Atualizada em 11/08/2020 19:26

Em entrevista à rádio CBN, dia 10 de agosto, o prefeito Bruno Covas garantiu que as escolas privadas e públicas na cidade de São Paulo abrirão todas no mesmo tempo e não confirmou a retomada das aulas, nem mesmo em outubro. A definição, segundo Covas, está condicionada ao resultado de nova etapa do inquérito sorológico, que está testando crianças de 4 a 14 anos. “A questão é de saúde, não de ensino”, afirmou.

O silêncio de entidades e associações patronais, como o Sieeesp e a Abepar, à entrevista de Covas contrasta com a reação ao anúncio do governador Dória de retomada das atividades escolares presenciais, ainda que parcialmente, a partir de 8 de setembro. Mais um motivo para acreditar que a estranha decisão do governo estadual de adiar as aulas presenciais para outubro e, ao mesmo tempo, autorizar a abertura das escolas em setembro, foi provocada pela pressão da rede privada de ensino.

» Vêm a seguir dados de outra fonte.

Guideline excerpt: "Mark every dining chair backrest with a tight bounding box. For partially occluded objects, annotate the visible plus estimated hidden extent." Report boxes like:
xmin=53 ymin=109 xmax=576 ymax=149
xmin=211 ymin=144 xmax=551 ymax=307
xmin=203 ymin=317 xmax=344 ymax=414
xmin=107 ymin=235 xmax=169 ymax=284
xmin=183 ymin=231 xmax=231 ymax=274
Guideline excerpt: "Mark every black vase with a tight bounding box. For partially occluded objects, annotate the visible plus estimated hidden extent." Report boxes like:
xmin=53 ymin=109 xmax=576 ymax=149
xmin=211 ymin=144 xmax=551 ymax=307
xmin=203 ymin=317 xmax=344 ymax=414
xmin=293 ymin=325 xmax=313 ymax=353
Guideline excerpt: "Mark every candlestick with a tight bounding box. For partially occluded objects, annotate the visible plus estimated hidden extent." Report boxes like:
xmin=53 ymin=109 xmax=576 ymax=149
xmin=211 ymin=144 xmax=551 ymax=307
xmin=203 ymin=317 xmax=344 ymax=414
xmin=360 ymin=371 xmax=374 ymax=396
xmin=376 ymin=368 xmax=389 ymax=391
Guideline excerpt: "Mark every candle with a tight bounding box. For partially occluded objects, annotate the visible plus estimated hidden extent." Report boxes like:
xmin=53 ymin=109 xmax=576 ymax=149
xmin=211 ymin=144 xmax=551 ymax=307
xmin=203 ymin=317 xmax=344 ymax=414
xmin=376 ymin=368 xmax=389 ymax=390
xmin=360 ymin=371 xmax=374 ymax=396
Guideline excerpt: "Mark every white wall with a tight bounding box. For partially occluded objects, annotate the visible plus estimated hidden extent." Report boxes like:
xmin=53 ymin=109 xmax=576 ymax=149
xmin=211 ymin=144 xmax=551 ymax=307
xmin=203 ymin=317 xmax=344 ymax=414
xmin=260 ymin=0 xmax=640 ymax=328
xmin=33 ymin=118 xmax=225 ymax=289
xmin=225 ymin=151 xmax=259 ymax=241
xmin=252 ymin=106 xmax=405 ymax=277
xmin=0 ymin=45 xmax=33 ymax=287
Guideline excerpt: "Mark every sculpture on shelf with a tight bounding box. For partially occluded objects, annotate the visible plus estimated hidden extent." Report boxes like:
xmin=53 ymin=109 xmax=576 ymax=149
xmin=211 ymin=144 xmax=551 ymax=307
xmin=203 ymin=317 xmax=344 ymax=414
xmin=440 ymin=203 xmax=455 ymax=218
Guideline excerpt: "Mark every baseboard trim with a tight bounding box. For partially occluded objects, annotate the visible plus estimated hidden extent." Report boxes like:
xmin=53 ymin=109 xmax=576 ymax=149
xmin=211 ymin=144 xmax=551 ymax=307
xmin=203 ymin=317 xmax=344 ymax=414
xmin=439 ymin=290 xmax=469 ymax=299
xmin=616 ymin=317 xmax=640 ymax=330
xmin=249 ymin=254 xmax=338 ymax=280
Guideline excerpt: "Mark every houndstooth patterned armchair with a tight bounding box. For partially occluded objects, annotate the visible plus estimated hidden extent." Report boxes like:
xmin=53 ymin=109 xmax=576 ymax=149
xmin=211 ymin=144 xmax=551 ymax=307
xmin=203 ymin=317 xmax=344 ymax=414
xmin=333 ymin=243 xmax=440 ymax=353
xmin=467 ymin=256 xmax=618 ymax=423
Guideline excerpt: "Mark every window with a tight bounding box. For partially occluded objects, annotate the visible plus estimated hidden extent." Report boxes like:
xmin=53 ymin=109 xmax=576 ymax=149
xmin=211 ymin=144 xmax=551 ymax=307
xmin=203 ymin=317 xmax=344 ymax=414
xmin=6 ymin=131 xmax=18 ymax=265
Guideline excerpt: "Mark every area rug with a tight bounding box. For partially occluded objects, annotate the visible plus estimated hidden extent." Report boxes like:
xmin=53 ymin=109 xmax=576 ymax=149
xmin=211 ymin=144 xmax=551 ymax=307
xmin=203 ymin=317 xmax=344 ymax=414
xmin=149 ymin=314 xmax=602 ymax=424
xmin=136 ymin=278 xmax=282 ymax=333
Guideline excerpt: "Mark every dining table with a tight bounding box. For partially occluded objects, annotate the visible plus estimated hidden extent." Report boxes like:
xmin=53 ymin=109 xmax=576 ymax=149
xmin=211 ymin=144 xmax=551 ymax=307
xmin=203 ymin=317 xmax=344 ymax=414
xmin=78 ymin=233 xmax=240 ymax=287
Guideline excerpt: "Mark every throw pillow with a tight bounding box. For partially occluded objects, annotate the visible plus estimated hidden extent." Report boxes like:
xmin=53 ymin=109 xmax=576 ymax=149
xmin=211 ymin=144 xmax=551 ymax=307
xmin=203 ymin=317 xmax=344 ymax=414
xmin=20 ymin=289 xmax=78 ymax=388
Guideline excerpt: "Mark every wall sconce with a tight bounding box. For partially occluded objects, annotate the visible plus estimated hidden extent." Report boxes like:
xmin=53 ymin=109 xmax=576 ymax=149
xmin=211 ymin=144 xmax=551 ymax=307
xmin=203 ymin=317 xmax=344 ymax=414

O SinproSP é contrário à retomada de atividades presenciais em setembro e aguarda a manifestação da Prefeitura de São Paulo para adotar providências que assegurem a preservação da saúde de professoras e professores, trabalhadoras e trabalhadores não docentes, estudantes e familiares.

Como o Sindicato sempre defendeu, o retorno às aulas – que inclui qualquer atividade presencial na escola – só pode ser determinado com a epidemia suficientemente controlada. Em outros países, a reabertura de escolas foi bem sucedida nos locais que tiveram expressiva queda nas taxas de contágio e este não é o caso de São Paulo.

Se é perigoso abrir a escola para aulas regulares, é perigoso também permitir o funcionamento para aulas de reforço, recuperação, laboratório, bibliotecas e “atividades de acolhimento”.

A escola não é uma bolha. Sua abertura, ainda que limitada, tem impacto sobre o espaço urbano em limites que vão bem além do seu entorno. A retomada das atividades presenciais mobiliza pessoas de bairros diferentes, amplia a circulação, favorece aglomerações nos pontos de ônibus, nas calçadas, nos bares na cidade.

Além disso, é um verdadeiro abuso querer que as professoras e os professores acumulem ainda mais tarefas, trabalhando presencialmente, em atividades de reforço, recuperação e “acolhimento” e a distância, com aulas regulares.

Por tudo isso, o SinproSP está estudando todas as possibilidades, inclusive jurídicas, para garantir que o retorno às atividades presenciais só ocorra no tempo certo, definido por parâmetros médico-sanitários. Esse foi o critério que determinou a suspensão das aulas em março de 2020 e é ele que deve definir, também, a data de retorno.